The Great Circle of Avoidance

Little dreaded routine tasks often destroy an hour or two out of my day. I don’t want to clear the sink and put the dishes in the dishwasher, so I watch an extra episode of a TV show, or I clean out a closet. Many of my drawers and cupboards owe their color-coordinated perfection to the looming presence of bill-paying, vacuuming, or putting out the trash.

Moderate-sized dreaded tasks, especially if they’re ambiguous, can destroy weeks. Do the income taxes, for instance. Arrange to have my sofa cushions replaced. I will put them in my task list, and then I stare at them and do something else entirely.

I don’t have writer’s block, as it is generally understood. Sit me down at a desk with a keyboard, or at a coffee shop table with a fountain pen and a journal, and I’ll write you a story.

But sometimes it’s not the story I’m working on right now, the one I really need to finish.

It really doesn’t happen often. I normally start my novels by sitting down and writing until I can’t figure out what comes next, which takes a couple of hours. The next day, somehow, I know what comes next, or at least the next thing appears when I start writing. Sometimes, indeed, I have to throw out ten pages or so when it turns out to be a blind alley, but that’s okay.

I can work for a solid month that way. And then something happens, and I start rethinking some of my choices. I can stave off the dreaded urge to rewrite the beginning of the book for a while, but then I come to a stop, realizing I have already started rewriting, but now the rest of the book doesn’t match.

Usually, I can fix that by (1) printing out what I have so far and putting it aside, and then (2) stopping and working on other writing for a while. Right now I have two novels in progress and a whole (terrible) other novel drafted, so that works out pretty well. If I’m desperate I start working on my calendar of first lines or on the short story collection.

This time, though, after I ground to a halt and printed out the fourth draft of a book in the Ways of Magic series, I looked at it and realized I was actually going to have to do what I don’t want to do: Make a timeline. (It didn’t help that I had to do a concordance for the other book I’m working on, too, the one I was going to go back to working on).

Some people prepare not only plot outlines, but also synopses and timelines, before they ever start writing. I don’t. I sometimes do them afterwards, of course. That’s how I dealt with the required outlines for papers in high school and college, too.

After I wrote the first two books, I did draft a concordance/summary/timeline for them because I knew it would make my editors happy, but I didn’t actually use it to write the second book, and I most certainly didn’t use it to write the third.

I realize this is counter-intuitive. If you have read the books, you should know that they have different first-person protagonists who are influential in galaxy-wide events and who only very slightly overlap in person. The events of the stories are interwoven intricately, however.
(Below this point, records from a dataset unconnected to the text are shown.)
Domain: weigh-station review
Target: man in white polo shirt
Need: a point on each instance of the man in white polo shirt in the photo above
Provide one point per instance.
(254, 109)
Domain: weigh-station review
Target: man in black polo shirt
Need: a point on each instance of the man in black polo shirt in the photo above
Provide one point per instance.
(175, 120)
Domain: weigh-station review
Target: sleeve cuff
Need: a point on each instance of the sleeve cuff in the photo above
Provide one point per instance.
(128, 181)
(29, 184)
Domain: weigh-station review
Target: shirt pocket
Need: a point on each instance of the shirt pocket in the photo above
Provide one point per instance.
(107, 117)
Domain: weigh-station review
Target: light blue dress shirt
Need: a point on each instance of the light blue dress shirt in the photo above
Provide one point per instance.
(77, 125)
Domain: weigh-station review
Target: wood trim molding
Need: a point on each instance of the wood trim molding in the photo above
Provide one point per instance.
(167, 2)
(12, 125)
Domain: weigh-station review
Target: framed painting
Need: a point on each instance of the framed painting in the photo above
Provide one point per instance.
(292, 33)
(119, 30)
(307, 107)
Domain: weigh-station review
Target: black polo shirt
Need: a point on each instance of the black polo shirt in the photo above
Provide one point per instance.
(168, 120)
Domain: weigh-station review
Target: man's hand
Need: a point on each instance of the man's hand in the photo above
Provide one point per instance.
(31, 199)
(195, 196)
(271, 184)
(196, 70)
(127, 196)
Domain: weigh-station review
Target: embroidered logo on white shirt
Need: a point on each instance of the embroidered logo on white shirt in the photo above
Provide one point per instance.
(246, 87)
But I mapped them out mostly from memory, and partly by glancing at the earlier manuscripts.

Now, however, there are three published books, and I have to actually know what happens when, because the current book starts before the events of Nameless Magery and finishes after The Stick Princess ends, and I have to make it all make sense, or I’ll run into major continuity errors.

I printed out the manuscript of Book 4 (Shadow Practice). Then I put the dishes away, cleared my inbox, organized my closet, and cleaned the downstairs bathroom. That didn’t work. I arranged for my sofa cushions to be replaced, scheduled two doctor appointments, did the federal income taxes, and ran a slew of errands. No luck.

There was no hope for it; the time-line had to be drafted. I brought out the manuscripts, opened the concordance, created an Excel spreadsheet, and got to work.

You know how long it took me to make the damn thing? Two hours. This morning.

You know why I started it today?

I don’t want to do my Saturday-morning bill-paying task. Oh yeah, and I have to format The Stick Princess for paperback. I don’t want to do that either. I’ll probably get to those when I finally sit down to do the state taxes.

So I’m writing a blog entry, of course.

It all gets done eventually, in the Great Circle of Avoidance.